More specifically, by revising the margin requirements for
protected option or warrant positions, including requiring that certain
conditions are met (as described above), and revising the types of
products permitted to be used as protection (i.e., permitting only
stock baskets, non-leveraged index mutual funds, and non-leveraged ETFs
to function as protection), the Commission believes the proposed rule
change will facilitate the use of protected options and warrants as the
cost and operational burdens associated with these products under the
current approach will be reduced. TPHs will no longer be required to
purchase and deposit additional shares related to the underlying index,
such as additional shares of an ETF, where the protection value is not
at least equal to the aggregate underlying index value. Instead, TPHs
will be permitted (subject
[[Page 14419]]
to the requirement that the deficiency not be greater than 5 percent)

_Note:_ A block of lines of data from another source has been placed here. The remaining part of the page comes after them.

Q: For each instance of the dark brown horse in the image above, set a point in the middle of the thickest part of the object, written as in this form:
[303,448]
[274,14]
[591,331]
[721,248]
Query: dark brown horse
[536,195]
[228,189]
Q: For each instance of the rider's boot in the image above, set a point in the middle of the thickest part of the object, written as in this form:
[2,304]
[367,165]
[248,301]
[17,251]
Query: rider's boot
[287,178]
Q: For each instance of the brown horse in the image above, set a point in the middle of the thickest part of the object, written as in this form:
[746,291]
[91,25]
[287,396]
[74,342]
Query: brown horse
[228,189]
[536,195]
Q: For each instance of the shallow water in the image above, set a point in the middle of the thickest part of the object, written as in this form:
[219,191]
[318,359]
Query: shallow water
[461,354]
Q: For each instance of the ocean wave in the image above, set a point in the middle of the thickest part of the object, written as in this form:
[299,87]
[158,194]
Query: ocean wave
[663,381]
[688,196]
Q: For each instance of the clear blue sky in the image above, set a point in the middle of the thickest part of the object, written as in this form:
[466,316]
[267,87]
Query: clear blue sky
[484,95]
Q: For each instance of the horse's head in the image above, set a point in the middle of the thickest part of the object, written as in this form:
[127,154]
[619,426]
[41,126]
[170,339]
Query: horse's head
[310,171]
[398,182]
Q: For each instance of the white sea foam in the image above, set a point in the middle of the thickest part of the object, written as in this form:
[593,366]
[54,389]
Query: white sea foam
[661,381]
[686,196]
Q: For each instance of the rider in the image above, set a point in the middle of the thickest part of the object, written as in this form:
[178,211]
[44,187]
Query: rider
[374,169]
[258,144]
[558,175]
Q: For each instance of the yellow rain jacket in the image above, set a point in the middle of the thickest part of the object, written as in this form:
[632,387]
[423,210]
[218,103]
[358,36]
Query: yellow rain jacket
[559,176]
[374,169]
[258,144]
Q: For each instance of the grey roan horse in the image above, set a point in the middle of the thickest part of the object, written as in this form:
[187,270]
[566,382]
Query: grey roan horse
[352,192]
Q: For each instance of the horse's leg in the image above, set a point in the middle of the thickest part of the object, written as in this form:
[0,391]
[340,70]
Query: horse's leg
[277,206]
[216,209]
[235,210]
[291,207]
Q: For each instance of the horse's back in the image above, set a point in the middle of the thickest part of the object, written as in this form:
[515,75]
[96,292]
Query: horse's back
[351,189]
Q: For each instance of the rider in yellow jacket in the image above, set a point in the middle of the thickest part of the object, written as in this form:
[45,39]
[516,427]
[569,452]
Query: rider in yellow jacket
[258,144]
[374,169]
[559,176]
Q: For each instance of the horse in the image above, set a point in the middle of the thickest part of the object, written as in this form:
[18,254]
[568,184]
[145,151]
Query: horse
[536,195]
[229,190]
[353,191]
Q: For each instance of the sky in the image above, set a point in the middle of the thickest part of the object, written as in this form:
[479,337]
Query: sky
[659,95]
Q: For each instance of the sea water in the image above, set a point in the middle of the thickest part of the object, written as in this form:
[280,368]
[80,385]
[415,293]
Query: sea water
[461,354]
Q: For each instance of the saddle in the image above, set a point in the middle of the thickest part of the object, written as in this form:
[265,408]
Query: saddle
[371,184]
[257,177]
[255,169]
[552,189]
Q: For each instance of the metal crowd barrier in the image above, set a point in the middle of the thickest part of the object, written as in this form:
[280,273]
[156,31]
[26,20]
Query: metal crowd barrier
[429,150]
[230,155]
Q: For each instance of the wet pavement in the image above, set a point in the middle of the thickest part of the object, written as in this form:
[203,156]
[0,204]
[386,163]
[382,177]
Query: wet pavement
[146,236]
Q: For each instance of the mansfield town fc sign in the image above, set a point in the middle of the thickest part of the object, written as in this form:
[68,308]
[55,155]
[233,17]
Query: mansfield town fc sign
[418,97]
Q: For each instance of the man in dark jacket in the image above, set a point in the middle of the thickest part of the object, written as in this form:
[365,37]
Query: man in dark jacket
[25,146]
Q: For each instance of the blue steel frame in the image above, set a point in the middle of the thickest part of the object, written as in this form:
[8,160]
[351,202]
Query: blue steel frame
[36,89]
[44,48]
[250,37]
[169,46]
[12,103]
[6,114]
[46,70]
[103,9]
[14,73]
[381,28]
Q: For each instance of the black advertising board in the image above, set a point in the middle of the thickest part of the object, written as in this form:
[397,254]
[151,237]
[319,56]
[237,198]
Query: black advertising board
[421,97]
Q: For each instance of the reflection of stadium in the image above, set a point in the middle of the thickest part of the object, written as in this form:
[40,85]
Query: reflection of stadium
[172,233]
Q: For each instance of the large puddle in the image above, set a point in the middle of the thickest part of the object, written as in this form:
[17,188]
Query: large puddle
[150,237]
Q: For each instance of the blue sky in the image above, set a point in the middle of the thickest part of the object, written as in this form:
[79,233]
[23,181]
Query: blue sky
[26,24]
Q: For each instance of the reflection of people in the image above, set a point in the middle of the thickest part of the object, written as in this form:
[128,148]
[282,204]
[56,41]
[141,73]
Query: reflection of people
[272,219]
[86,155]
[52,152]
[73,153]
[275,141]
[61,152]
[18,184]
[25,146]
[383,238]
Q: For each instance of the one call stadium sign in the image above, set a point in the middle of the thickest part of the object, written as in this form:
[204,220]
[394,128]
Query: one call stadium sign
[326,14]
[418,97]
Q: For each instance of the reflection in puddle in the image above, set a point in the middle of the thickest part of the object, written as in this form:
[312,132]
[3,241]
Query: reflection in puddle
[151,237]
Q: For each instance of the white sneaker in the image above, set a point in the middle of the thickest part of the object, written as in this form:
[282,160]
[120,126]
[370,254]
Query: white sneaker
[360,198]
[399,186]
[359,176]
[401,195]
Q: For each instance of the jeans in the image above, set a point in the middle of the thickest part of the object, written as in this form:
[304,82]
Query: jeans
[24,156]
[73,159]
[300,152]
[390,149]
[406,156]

to post margin in the form of available equity in the margin account or
cash or other marginable securities in order to remedy such a
deficiency. As a result, TPHs will benefit from a reduction in
transaction costs, and to the extent that equity in the margin account
is utilized, TPHs will also benefit from a more straightforward process
from an operational standpoint with respect to posting required margin.
Lastly, the Commission believes that by imposing the requirement to
post margin on protected options or warrant positions that equals the
greater of the in-the-money amount of the option or warrant, or the
amount by which the aggregate current underlying index value exceeds
the absolute value of the protection, while also implementing a
requirement that the protection be at all times at least 95% of the
aggregate current underlying index value, the proposed rule change
addresses the risks associated with protected options or warrant
positions (e.g., the risk of exercise of a short position when the
option or warrant is in-the-money and tracking error), and
appropriately protects investors and the public interest.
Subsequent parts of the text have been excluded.